3. The preparation method is simple to operate and suitable for industrial production.

Drawings

In order to more clearly illustrate the detailed description of the invention or the technical solutions in the prior art, the drawings that are needed in the detailed description of the invention or the prior art will be briefly described below. Throughout the drawings, like elements or portions are generally identified by like reference numerals. In the drawings, elements or portions are not necessarily drawn to scale.

FIG. 1 is a basic structural formula of steviol glycosides;

fig. 2 shows a flow chart of a preparation method of enzyme-modified steviol glycoside provided in the embodiment of the invention.

Detailed Description

Embodiments of the present invention will be described in detail below with reference to the accompanying drawings. The following examples are only for illustrating the technical solutions of the present invention more clearly, and therefore are only examples, and the protection scope of the present invention is not limited thereby.

It is to be noted that, unless otherwise specified, technical or scientific terms used herein shall have the ordinary meaning as understood by those skilled in the art to which the invention pertains.

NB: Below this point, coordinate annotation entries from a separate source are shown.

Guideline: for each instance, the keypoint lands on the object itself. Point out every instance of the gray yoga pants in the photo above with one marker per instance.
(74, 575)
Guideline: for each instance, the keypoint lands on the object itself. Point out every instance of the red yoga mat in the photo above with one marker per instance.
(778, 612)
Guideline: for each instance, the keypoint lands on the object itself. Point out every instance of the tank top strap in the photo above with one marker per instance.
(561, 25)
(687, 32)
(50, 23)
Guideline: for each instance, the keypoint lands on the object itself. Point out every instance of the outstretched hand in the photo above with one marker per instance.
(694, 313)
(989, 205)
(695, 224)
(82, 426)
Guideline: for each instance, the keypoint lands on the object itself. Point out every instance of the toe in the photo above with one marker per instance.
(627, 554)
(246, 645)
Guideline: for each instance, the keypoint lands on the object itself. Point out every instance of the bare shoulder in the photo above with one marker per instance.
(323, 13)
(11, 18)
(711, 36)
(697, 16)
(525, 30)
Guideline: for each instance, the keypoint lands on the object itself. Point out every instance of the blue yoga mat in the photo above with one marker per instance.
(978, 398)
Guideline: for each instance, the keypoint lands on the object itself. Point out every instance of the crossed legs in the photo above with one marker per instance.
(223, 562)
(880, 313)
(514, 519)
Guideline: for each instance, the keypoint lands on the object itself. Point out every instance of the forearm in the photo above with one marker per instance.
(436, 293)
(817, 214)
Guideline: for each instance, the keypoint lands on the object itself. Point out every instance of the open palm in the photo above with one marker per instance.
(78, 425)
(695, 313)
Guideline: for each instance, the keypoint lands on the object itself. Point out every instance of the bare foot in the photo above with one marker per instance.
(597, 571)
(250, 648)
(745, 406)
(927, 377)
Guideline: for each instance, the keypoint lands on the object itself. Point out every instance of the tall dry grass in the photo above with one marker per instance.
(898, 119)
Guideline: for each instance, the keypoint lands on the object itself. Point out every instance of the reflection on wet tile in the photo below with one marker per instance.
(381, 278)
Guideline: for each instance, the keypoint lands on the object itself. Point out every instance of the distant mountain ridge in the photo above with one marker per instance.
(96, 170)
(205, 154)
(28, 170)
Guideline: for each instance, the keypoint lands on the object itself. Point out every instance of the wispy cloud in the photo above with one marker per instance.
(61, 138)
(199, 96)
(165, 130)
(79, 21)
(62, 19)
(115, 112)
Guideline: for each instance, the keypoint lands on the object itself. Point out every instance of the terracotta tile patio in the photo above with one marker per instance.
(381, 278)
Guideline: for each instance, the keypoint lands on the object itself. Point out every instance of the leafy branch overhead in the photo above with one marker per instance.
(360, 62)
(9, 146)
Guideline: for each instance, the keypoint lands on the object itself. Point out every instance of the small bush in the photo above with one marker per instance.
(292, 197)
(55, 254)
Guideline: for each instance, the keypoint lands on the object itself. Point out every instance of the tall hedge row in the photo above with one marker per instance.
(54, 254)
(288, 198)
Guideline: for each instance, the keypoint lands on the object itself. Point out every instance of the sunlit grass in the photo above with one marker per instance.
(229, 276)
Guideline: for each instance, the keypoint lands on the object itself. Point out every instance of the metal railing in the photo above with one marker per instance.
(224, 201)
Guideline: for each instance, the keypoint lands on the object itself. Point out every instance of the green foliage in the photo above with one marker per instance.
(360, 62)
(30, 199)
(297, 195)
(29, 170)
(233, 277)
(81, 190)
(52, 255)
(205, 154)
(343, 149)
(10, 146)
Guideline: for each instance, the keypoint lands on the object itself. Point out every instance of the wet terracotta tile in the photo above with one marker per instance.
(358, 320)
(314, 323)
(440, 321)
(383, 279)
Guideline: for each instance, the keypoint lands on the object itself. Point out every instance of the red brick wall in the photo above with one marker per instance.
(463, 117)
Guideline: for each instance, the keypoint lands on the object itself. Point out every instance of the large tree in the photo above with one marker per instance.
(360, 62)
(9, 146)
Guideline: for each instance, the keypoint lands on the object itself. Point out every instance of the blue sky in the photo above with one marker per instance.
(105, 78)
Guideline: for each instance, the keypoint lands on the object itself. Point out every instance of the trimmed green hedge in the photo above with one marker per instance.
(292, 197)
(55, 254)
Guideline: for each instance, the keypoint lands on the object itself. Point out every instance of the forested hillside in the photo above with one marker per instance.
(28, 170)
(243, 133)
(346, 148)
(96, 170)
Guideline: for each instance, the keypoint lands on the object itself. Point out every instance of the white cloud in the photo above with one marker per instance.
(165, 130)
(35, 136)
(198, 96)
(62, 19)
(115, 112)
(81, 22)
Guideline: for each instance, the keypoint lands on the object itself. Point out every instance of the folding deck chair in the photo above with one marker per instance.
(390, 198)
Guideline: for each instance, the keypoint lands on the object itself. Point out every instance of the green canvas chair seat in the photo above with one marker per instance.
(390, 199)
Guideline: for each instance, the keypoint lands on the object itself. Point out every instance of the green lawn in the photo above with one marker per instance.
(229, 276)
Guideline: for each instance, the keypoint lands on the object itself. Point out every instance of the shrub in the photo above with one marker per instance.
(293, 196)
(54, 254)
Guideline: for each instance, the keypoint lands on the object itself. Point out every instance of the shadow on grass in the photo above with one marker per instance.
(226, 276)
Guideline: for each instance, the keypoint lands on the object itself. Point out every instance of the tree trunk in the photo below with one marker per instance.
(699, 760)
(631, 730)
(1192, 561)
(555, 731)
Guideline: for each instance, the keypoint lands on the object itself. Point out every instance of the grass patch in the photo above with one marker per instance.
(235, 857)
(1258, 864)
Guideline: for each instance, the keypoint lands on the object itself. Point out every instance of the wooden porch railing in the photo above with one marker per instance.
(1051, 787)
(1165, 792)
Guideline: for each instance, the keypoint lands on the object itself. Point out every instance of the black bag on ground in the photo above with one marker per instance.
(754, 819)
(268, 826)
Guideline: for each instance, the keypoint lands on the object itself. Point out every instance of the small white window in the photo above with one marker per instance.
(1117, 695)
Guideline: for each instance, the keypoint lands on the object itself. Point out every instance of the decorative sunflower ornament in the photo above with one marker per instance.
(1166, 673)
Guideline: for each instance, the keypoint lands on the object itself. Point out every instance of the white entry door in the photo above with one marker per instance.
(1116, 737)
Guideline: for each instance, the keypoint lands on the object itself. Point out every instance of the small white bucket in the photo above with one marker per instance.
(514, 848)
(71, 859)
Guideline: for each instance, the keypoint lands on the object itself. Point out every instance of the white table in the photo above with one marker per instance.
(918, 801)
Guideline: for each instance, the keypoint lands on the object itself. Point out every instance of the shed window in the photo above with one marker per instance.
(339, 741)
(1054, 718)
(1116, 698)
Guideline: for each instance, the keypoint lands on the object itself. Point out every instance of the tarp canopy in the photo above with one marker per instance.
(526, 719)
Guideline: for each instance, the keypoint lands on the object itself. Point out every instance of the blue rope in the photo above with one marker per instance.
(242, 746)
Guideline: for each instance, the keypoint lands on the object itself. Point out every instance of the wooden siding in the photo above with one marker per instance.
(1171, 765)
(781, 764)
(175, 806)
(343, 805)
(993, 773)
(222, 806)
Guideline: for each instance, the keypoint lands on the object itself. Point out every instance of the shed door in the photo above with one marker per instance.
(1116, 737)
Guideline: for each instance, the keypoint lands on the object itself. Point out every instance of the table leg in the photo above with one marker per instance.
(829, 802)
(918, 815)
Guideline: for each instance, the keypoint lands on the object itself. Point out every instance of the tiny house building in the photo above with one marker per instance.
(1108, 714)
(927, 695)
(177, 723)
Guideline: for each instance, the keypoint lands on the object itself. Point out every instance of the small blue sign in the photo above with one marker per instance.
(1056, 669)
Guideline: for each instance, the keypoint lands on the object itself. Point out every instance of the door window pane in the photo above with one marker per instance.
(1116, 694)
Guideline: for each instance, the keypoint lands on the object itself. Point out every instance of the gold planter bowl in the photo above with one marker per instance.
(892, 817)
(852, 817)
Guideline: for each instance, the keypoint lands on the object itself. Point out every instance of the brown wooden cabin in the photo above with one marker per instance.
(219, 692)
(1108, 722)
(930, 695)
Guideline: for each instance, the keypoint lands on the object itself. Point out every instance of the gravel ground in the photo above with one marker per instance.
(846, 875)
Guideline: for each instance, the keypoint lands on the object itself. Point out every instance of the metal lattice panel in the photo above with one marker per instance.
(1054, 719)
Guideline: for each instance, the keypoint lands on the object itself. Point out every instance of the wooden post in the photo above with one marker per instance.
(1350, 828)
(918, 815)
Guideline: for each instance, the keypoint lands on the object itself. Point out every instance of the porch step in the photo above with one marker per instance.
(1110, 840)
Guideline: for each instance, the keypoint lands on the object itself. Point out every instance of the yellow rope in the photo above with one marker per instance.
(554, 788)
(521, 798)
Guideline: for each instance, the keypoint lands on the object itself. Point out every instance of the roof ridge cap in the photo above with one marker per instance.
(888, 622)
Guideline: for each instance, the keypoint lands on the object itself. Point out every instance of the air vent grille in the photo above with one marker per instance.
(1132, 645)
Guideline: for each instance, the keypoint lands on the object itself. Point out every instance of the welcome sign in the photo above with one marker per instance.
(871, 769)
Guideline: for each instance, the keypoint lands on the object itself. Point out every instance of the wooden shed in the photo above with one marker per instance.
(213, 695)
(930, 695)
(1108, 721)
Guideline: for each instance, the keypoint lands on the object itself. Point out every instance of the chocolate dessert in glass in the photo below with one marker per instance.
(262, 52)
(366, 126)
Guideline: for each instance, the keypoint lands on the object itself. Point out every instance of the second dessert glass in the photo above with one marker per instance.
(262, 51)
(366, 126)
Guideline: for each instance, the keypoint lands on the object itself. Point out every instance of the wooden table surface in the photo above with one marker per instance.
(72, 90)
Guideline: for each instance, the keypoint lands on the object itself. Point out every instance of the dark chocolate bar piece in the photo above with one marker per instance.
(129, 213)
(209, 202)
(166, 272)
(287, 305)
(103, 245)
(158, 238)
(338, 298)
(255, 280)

Figure 1 is the structural formula of steviol glycoside. All components of stevioside contain the same aglycone (Steviol ), and because different amounts of glucosyl or rhamnosyl are connected to positions C19 and C13, the sweetness and taste quality of the stevioside are greatly different. It is generally believed that products having various sugar groups attached to the C13 position may have better sweetness and taste profile. The essence of enzyme-modified stevioside is that glucosyl is added on the main structure C19 or C13 of stevioside, and the sweetness and taste quality of stevioside are changed.